Fusion with Google cloud Batch and Google object storage
Fusion allows the use of Google Storage as a virtual distributed file system with Google Cloud Batch.
The minimal Nextflow configuration looks like the following:
fusion.enabled = true
wave.enabled = true
process.scratch = false
process.executor = 'google-batch'
google.location = '<YOUR GOOGLE LOCATION>'
In the above snippet replace YOUR GOOGLE LOCATION
with the Google region of your choice e.g. europe-west2
,
and save it to a file named nextflow.config
into the pipeline launching directory.
Then launch the pipeline execution with the usual run command:
nextflow run <YOUR PIPELINE SCRIPT> -w gs://<YOUR-BUCKET>/work
Make sure to specify a Google Storage bucket to which you have read-write access as work directory.
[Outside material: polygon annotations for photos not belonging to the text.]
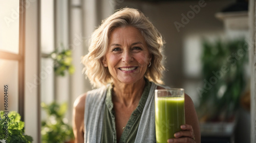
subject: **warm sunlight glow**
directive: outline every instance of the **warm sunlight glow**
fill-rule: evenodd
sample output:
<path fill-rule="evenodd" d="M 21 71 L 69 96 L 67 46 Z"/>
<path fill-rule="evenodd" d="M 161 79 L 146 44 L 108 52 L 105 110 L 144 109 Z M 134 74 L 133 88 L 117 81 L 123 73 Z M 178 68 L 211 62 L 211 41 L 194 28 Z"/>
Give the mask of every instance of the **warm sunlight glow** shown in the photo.
<path fill-rule="evenodd" d="M 19 1 L 0 1 L 0 50 L 18 53 Z"/>

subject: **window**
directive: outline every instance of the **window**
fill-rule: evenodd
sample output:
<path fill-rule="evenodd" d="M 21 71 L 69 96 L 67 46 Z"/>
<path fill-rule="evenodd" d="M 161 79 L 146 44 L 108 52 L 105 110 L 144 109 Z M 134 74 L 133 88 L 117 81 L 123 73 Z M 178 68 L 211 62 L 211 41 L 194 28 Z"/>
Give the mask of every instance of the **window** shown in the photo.
<path fill-rule="evenodd" d="M 25 0 L 0 1 L 0 92 L 8 86 L 8 107 L 24 118 Z M 7 89 L 6 88 L 5 90 Z M 4 96 L 1 96 L 4 97 Z M 1 105 L 4 100 L 0 100 Z"/>

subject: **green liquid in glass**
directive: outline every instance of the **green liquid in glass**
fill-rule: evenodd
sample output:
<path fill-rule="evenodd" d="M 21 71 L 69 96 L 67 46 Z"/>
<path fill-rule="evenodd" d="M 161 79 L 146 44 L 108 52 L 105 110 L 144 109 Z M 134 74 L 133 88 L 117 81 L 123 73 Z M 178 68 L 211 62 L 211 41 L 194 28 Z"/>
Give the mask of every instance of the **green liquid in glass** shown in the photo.
<path fill-rule="evenodd" d="M 155 101 L 156 135 L 158 143 L 167 142 L 185 124 L 183 97 L 158 97 Z"/>

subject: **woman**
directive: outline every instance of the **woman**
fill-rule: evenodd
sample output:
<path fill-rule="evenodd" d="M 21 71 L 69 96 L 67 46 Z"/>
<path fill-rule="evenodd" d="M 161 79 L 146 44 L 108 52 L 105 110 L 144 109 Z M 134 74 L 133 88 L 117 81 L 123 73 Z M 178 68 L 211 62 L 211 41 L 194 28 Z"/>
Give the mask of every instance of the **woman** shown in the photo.
<path fill-rule="evenodd" d="M 122 9 L 102 21 L 82 59 L 92 84 L 101 88 L 74 104 L 76 142 L 156 142 L 154 91 L 164 88 L 162 46 L 160 34 L 136 9 Z M 186 95 L 185 104 L 186 124 L 168 142 L 201 142 Z"/>

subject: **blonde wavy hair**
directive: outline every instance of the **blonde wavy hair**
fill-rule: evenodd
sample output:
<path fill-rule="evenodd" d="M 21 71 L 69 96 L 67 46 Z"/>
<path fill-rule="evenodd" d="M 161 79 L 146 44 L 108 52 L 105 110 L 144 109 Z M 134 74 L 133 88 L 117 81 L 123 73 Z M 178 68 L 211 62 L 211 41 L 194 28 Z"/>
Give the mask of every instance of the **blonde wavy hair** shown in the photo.
<path fill-rule="evenodd" d="M 141 11 L 125 8 L 102 20 L 92 35 L 88 53 L 82 58 L 82 63 L 85 66 L 83 72 L 93 87 L 105 85 L 113 81 L 108 68 L 103 66 L 102 60 L 108 49 L 111 32 L 117 27 L 126 26 L 133 26 L 140 31 L 152 55 L 151 66 L 148 67 L 144 76 L 150 81 L 163 83 L 161 78 L 165 68 L 161 62 L 163 55 L 161 52 L 163 45 L 162 36 Z"/>

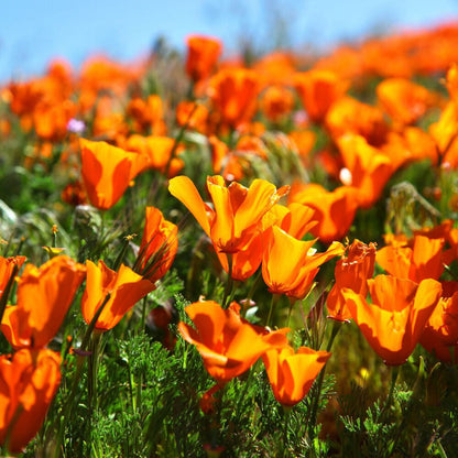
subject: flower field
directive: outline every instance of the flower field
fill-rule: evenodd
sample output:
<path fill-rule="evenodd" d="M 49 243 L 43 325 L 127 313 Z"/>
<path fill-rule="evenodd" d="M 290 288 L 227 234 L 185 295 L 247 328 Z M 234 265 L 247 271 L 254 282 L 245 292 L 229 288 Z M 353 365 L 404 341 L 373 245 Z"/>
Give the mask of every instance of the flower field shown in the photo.
<path fill-rule="evenodd" d="M 193 35 L 0 86 L 0 447 L 458 456 L 458 24 Z"/>

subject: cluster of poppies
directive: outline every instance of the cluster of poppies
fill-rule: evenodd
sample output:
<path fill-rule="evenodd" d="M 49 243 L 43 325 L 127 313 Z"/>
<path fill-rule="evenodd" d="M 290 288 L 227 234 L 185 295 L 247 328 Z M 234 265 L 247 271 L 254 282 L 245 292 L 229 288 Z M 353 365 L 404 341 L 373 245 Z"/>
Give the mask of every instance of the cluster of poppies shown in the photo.
<path fill-rule="evenodd" d="M 440 176 L 458 166 L 458 26 L 341 47 L 312 64 L 273 53 L 250 68 L 239 59 L 220 61 L 216 39 L 193 36 L 187 45 L 189 90 L 183 100 L 144 92 L 155 55 L 129 67 L 91 59 L 78 77 L 56 62 L 42 78 L 1 88 L 8 112 L 0 139 L 18 127 L 30 135 L 33 151 L 23 159 L 30 168 L 40 163 L 53 172 L 58 151 L 62 200 L 102 212 L 122 204 L 138 177 L 153 171 L 150 176 L 160 177 L 200 225 L 227 281 L 254 282 L 259 272 L 273 303 L 284 295 L 294 307 L 314 288 L 320 266 L 335 259 L 330 319 L 355 320 L 388 364 L 403 364 L 418 342 L 455 363 L 458 283 L 444 280 L 458 258 L 454 220 L 385 235 L 380 249 L 342 240 L 357 211 L 373 207 L 395 173 L 414 163 L 429 161 L 438 181 L 427 197 L 443 197 Z M 441 91 L 412 79 L 438 74 L 445 76 Z M 382 79 L 373 103 L 350 96 L 375 76 Z M 185 153 L 198 148 L 212 172 L 205 183 L 208 198 L 186 175 Z M 280 183 L 282 157 L 273 150 L 294 157 L 288 182 Z M 264 179 L 257 164 L 273 178 Z M 325 176 L 321 182 L 307 178 L 314 170 Z M 450 214 L 458 196 L 452 186 L 446 189 Z M 115 269 L 103 260 L 80 264 L 54 252 L 41 266 L 20 255 L 0 258 L 1 331 L 13 350 L 0 357 L 0 443 L 11 452 L 36 434 L 58 389 L 61 356 L 47 346 L 81 284 L 89 329 L 111 329 L 168 272 L 177 236 L 178 227 L 149 206 L 131 266 L 122 260 Z M 318 240 L 320 252 L 314 248 Z M 373 277 L 375 263 L 385 274 Z M 206 298 L 190 304 L 194 327 L 178 325 L 216 381 L 204 400 L 262 358 L 275 399 L 295 405 L 331 353 L 293 348 L 290 329 L 273 326 L 271 314 L 265 326 L 253 325 L 233 295 L 225 294 L 221 305 Z"/>

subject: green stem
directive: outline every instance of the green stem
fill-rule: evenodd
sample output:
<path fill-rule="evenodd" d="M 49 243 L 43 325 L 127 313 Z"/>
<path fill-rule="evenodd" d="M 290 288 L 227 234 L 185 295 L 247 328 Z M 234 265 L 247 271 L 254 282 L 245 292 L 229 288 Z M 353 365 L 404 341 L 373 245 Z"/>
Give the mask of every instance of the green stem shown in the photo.
<path fill-rule="evenodd" d="M 225 295 L 222 297 L 222 308 L 227 308 L 229 303 L 229 292 L 232 290 L 232 253 L 226 254 L 228 258 L 228 280 L 226 282 Z"/>
<path fill-rule="evenodd" d="M 268 320 L 265 324 L 265 326 L 268 327 L 271 326 L 273 309 L 275 308 L 275 305 L 279 303 L 279 301 L 280 301 L 280 294 L 272 294 L 271 306 L 269 307 L 269 315 L 268 315 Z"/>
<path fill-rule="evenodd" d="M 332 330 L 330 334 L 330 338 L 328 341 L 328 345 L 326 347 L 326 351 L 330 351 L 332 348 L 332 344 L 337 337 L 337 335 L 339 334 L 339 330 L 341 328 L 342 323 L 341 321 L 337 321 L 337 320 L 332 320 Z M 316 425 L 316 417 L 318 414 L 318 405 L 319 405 L 319 397 L 321 395 L 321 389 L 323 389 L 323 382 L 325 380 L 325 373 L 326 373 L 326 366 L 321 369 L 321 372 L 319 372 L 318 375 L 318 380 L 317 380 L 317 390 L 316 390 L 316 394 L 315 397 L 312 401 L 312 413 L 308 419 L 308 434 L 310 436 L 310 439 L 313 439 L 313 434 L 314 434 L 314 429 L 315 429 L 315 425 Z"/>

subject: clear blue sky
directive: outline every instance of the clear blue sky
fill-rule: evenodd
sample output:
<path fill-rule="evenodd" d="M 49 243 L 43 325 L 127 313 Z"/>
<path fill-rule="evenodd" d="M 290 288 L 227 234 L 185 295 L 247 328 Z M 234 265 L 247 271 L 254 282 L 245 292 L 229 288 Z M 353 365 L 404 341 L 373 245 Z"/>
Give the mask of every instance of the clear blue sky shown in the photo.
<path fill-rule="evenodd" d="M 76 67 L 95 52 L 131 59 L 159 35 L 182 50 L 190 33 L 218 36 L 227 51 L 247 39 L 323 47 L 452 19 L 458 0 L 3 0 L 0 79 L 39 74 L 56 56 Z"/>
Google credentials should be provided via the GOOGLE_APPLICATION_CREDENTIALS
environment variable
or by using the gcloud
auth application-default login command. You can find more details at in the
Nextflow documentation.
When Fusion is enabled, by default, only machine types that allow the mount of local SSD disks will be used. If you specify your own machine type or machine series make sure they allow the use of local SSD disks, otherwise the job scheduling will fail.